How involved do you want to be? The next question is how involved do you want to be in managing that Isa? If the answer is that you don’t want the hassle and would rather get someone else to do it, you could try one of the new online wealth management firms. On the other hand, if you are interested enough to get involved, then you could pick a full fat DIY investing platform that lets you choose your investments. The degree of getting involved here ranges from using tools that pick investments for you, to choosing a selection of funds yourself. These could be funds where a manager tries to beat the market, or cheap and easy tracker funds that simply follow it. Two of the three DIY investing platform options I picked out help you along the way with best fund lists, while the other has a low-cost index investing portfolio building tool.

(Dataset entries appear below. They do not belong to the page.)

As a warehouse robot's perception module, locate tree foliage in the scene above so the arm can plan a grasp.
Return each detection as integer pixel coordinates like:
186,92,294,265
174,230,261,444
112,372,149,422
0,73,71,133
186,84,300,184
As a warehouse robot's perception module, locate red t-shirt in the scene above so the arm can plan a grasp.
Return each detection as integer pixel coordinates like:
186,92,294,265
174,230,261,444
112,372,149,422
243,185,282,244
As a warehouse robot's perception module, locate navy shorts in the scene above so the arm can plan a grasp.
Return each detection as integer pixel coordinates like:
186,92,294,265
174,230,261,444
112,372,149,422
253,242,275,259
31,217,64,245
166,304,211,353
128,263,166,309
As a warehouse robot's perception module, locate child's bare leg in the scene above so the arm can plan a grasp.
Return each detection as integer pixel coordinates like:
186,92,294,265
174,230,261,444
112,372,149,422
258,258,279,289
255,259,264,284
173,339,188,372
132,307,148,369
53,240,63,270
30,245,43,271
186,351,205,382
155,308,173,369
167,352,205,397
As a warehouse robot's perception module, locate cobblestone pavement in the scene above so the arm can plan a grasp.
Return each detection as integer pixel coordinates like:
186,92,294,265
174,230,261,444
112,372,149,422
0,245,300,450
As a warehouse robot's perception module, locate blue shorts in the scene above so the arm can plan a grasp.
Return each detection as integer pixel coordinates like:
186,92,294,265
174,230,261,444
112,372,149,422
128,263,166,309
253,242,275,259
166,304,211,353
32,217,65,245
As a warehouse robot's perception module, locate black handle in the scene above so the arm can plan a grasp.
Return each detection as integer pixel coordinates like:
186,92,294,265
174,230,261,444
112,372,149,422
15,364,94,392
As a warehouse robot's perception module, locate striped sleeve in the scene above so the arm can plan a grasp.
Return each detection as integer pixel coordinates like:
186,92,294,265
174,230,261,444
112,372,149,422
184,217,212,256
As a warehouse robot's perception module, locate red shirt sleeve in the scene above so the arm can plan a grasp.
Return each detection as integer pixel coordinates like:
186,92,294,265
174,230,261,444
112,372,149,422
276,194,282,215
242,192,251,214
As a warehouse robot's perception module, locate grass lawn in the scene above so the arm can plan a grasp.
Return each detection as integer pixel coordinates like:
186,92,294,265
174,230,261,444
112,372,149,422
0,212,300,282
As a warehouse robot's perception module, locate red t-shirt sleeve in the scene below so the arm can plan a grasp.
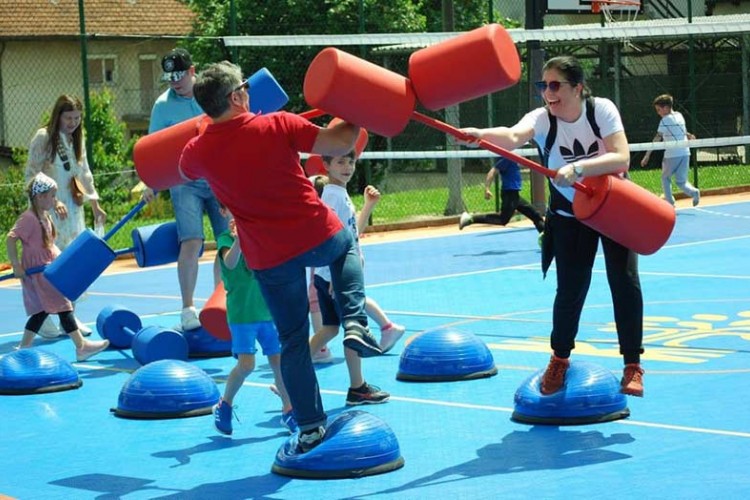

The annual Isa allowance is a use it or lose it affair. Our temptation to leave things to the last minute means an awful lot of Isa money gets invested as lump sums at the end of the tax year. A wiser plan is to invest at the start of the tax year, or spread your investments out through the year with some regular saving. This can allow you to spread out investing lump sums and lower your risk. Drip feeding in a big sum over a number of months can provide some security against a sudden big market fall.
This is the crunch point in this guide. To follow through on the promise of a quick, straightforward route map to investing in an Isa, I need to deliver some choices of where to do it. Many of those will be better for certain elements of investing, or cheaper overall. DIY investing platforms round-up to get the full picture, or use our platform comparison tool.